Notre Dame donations face backlash among other crises

Krystal Barber

On April 17, just days after the fire at the Notre Dame in Paris, President Donald Trump spoke with the Pope and gave his condolences to the people of France while pledging $1 billion  to help rebuild the centuries-old Catholic cathedral.
  
Billionaires around the world have also pledged over $1 billion to fix the church, which belongs to one of the wealthiest religious organizations in existence. According to abc.net, the Catholic Church is worth $30 billion, which is more than enough to fix Notre Dame. While the Notre Dame is historically important, this money to fix the church could easily fix many of the human crises around the world.
  
One of these is the infamous Flint water crisis. In 2014 the city officials of Flint, Michigan, decided to switch the city’s main source of water to the untreated waters of the Flint River, run by lead pipelines. This began the quick decline of the quality of drinking water in the city.
  
Over 100,000 people there have been exposed to lead-contaminated  water and, according to michiganradio.org, government officials have continually ignored citizens asking for help. This crisis started four years ago and the government has still done nothing. The estimated cost to fix the pipelines is in the millions, according to bridgemi.com; a cost less than one-fourth of the amount of money donated to rebuild Notre Dame.
  
Another issue is the Great Pacific Garbage Patch, a mass between the coasts of California and Japan that spans twice the size of Texas. The patch is comprised of the Western Garbage Patch, between the coasts of California and Hawaii, and the Eastern Garbage Patch off the coast of Japan, according to nationalgeographic.org.
  
Every year at least 136,000 sea animals die from ocean debris-related causes.
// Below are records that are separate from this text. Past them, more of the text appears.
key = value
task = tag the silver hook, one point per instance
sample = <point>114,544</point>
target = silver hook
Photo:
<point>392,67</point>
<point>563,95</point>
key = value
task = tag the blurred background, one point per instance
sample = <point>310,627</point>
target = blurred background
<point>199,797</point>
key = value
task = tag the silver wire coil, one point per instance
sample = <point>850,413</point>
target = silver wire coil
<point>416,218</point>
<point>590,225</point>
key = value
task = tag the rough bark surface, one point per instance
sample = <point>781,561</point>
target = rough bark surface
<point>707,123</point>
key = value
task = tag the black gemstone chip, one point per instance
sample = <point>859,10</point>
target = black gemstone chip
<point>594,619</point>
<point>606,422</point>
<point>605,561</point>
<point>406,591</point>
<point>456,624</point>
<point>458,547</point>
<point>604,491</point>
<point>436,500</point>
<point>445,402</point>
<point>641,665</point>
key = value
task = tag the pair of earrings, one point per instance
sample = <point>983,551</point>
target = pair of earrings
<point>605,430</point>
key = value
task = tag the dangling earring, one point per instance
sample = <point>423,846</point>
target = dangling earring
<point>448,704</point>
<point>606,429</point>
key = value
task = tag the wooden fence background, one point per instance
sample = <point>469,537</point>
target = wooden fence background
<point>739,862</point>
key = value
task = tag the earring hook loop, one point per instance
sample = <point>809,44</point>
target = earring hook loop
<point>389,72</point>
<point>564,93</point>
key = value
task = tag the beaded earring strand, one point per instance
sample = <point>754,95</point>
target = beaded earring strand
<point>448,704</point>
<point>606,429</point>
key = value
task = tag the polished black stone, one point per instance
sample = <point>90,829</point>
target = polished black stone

This is another issue that our government and most businesses in the U.S. have put no effort into resolving. The projected cost of cleaning the garbage patch is $122-489 million. This is no more than half of donations to the reconstruction of Notre Dame.
  
These are just a couple of the many causes that the U.S. government could spend money on. Doing so would be for the betterment of the United States and its citizens, and both of them combined cost less that what was pledged to Notre Dame. While the Notre Dame is a historically and religiously significant building, its burning down has not caused any physical harm to the surrounding areas or the people of France, let alone the people of the United States.
  
The destruction of Notre Dame has brought to light that millionaires and billionaires have the money to help fix other issues in our country, or in the rest of the world. There are issue to address that are causing physical harm to people. But giving to those causes does not benefit the wealthy in the same way — giving money for Flint or for garbage clean-up would not be as widely broadcast. The reconstruction of Notre Dame is not the most important thing on the table for anyone with money to be fixing.